Even a simple least squares cubic fit to $\log(\Phi(x))$ values for $x$ between -5 and 0 seems to be fairly adequate.
Just to get a quick sense of it I generated $x$ values every 0.01 between -5 and 0, and tried least squares cubic and quintic (5th degree) polynomial fits to $\log_2(\Phi(x))$. I presume you can do that as easily as I did, so I won't labor the point.
The maximum absolute error in $\log_2(\Phi(x))$ for the quintic is $5.2\times 10^{-4}$, which occurs at zero.
[It's not completely clear what you mean by "within 0.2 + 10% or so". If you could elaborate so as to make your criterion explicit, then I could address that in detail, and maybe adjust the weights to better optimize your criterion.]
When evaluating polynomials, if speed matters, you should keep Horner's method in mind.
As cardinal suggested, the plot is quite illustrative. Since I'd already generated one, I should have put it here:
Here's the (signed) error (absolute scale error in the logs):
it looks much as we might expect for a least squares fit. The lack of fit is pretty moderate; for many purposes that would be fine.
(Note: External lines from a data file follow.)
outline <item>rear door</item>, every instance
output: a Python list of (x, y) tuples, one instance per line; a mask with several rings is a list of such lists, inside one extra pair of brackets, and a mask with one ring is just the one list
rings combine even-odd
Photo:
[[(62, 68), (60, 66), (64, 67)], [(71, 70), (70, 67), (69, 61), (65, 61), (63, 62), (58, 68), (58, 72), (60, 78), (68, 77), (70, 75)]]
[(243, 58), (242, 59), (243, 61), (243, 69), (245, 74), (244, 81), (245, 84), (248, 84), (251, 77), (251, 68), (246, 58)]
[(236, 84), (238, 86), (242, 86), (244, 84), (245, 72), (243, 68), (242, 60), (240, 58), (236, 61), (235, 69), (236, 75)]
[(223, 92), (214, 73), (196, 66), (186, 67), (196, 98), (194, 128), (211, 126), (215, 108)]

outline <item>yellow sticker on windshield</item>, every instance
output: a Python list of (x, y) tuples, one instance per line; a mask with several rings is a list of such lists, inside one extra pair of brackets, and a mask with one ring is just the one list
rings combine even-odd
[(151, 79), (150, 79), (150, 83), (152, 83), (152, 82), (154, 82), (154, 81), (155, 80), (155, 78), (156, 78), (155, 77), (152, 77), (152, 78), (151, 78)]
An alternative is you can flip the Karagiannidis & Lioumpas approximation (see here) for the upper tail around to the lower tail (by replacing $x$ by $-x$ in their formula) and taking logs:
$$Q(x)\approx\frac{\left( 1-e^{-1.4x}\right) e^{-\frac{x^{2}}{2}}}{1.135\sqrt{2\pi}x}, x >0 $$
So we get
$$\ln(\Phi(x))\approx \ln(1-e^{1.4x})-\ln(-x) -\frac{x^2}{2} - 1.04557$$
to get base 2 logs, you just multiply the result by $\log_2(e)$
This is less accurate than the quintic fit I mentioned, and likely slower to evaluate because of the logs and exponentiation. Still, it's nice and short, which has some advantages. Note that it wasn't designed for the log-scale.
The original paper has K&L's Equation 6 as:
$$\frac{(1-e^{-Ax}) e^{-x^2}}{B\sqrt{\pi}x}\approx\text{erfc}(x)$$
For $x$ values on the range [0,20] they suggest $A=1.98$ and $B=1.135$.
Dividing $x$ through by $\sqrt{2}$ to obtain $Q$, that suggests the formula on the Wikipedia page ($1.98/\sqrt{2}\approx 1.40007$)
Let's look at the quality of the approximation on the log-scale.
The purple dashed line is the K&L approximation. Now let's look at the error:
The size of the error gets quite a bit larger than our quintic. The fact that it's nearly linear in $x$ at the left half of the range suggests that we might improve the error by adding about $0.02x$ or $0.025x$ to the formula in the logs - but this would make the approximation a little worse for values near -1. Whether one would do that depends on what characteristics are desired.